La concertation aboutit à un compromis qui modifie la carte – à la marge – et dans lequel les groupes disposant d’une avantage comparatif ont plus les moyens d’imposer leurs vues que les communautés indigènes plus démunies techniquement et qui doivent s’appuyer sur une revendication participative pour ne pas être marginalisés. Retour ligne automatique
Ce que nous aurions pu anticiper à la lecture du 1er chapitre – un déplacement du pouvoir conféré par la carte à ceux qui la produisent – ne s’est pas produit : si le Parc amazonien de Guyane a pu produire ses propres outils dans le cadre de la démarche participative liée au code de l’Environnement, il n’a pu se passer des espaces de zonage définis par la carte du SDOM pour penser l’avenir du parc…

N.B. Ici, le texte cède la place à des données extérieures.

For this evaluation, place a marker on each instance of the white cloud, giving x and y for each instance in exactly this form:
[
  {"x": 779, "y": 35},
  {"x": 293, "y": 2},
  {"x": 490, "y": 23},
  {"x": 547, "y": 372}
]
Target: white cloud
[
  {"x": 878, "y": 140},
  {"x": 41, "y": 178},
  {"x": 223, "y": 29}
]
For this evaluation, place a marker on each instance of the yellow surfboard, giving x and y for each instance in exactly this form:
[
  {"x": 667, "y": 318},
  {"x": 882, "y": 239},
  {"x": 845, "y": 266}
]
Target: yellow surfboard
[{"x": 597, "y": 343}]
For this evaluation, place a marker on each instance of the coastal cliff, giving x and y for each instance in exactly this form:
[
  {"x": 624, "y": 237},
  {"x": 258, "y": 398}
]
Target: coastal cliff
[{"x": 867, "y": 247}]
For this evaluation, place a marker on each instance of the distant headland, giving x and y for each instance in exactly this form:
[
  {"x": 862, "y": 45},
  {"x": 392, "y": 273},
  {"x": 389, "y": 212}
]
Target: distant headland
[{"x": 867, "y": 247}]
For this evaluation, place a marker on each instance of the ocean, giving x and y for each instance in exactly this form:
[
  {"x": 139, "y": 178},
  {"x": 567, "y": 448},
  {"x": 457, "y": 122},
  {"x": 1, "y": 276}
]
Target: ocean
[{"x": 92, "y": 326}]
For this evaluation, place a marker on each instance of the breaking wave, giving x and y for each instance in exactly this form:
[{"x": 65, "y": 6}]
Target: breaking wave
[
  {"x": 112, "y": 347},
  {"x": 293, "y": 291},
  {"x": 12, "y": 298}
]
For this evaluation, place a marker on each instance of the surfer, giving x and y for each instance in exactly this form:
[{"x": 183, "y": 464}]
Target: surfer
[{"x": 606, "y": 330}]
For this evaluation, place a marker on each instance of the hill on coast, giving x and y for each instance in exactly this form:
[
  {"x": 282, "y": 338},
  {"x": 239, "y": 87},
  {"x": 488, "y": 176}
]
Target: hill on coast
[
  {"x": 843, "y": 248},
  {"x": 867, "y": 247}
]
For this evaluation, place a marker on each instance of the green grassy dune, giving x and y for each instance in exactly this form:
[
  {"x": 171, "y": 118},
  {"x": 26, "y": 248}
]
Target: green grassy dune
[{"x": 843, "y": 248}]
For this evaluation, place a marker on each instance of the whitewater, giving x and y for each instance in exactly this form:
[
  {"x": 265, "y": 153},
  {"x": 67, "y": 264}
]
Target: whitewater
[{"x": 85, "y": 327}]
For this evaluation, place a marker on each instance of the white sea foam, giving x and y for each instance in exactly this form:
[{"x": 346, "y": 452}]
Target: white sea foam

http://carto.geoguyane.fr/1/sdom.map
Ainsi la carte produite par l’Etat même légendée comme ne constituant “qu’un caractère indicatif et provisoire” garde la main. Mieux (?), sa malléabilité due au numérique la renforce comme document d’autorité.
C’est ce que confirme une autre étude cartographique sur la circulation des toponymes teko et wayãpi menée par l’auteur selon la double approche déjà décrite, 1- technique, par le décryptage des systèmes numériques, 2- sociologique, par des entretiens menés avec les acteurs.
On sait comment les toponymies “africaines” du temps des colonisations ont été au service de l’exploitation des ressources ; or il semble bien que la malléabilité des bases de données (facilité de fabrication, vitesse de propagation, recyclage récurrent par les réseaux) leur donne l’autorité naguère conférée aux grands récits cartographiques. C’est le cas pour la banque de données toponymiques GeoNames, de source libre, avec un wiki permettant à tout un chacun d’y indexer et géolocaliser les noms de son choix et gérée par les usagers eux-mêmes. Avec plus de 10 millions de noms et des centaines de milliers de requêtes, elles s’impose comme un standard de fait mais sa représentation cartographique pose question : ainsi les différentes plateformes qui s’emboîtent telles des poupées russes “moissonnent” certaines données comme celle des noms indigènes guyanais qui disparaissent car non pris en compte par les algorithmes – chaque couche fragmentant les données et permettant ainsi leurs récupération ou leur suppression – ou parce que leur statut juridique – la base de données GéoGuyane n’étant pas formellement sous licence libre – ne l’autorise pas. Si l’on compare les deux plateformes, celle à l’origine, locale et celle terminale, mondiale, l’effet est saisissant :
Sur cette carte et sur le lien qui suit, la cartographie du Parc amazonien de Guyane avec les toponymes en trois langues avec l’appropriation par les habitants de leur espace actuel, linguistique, historique.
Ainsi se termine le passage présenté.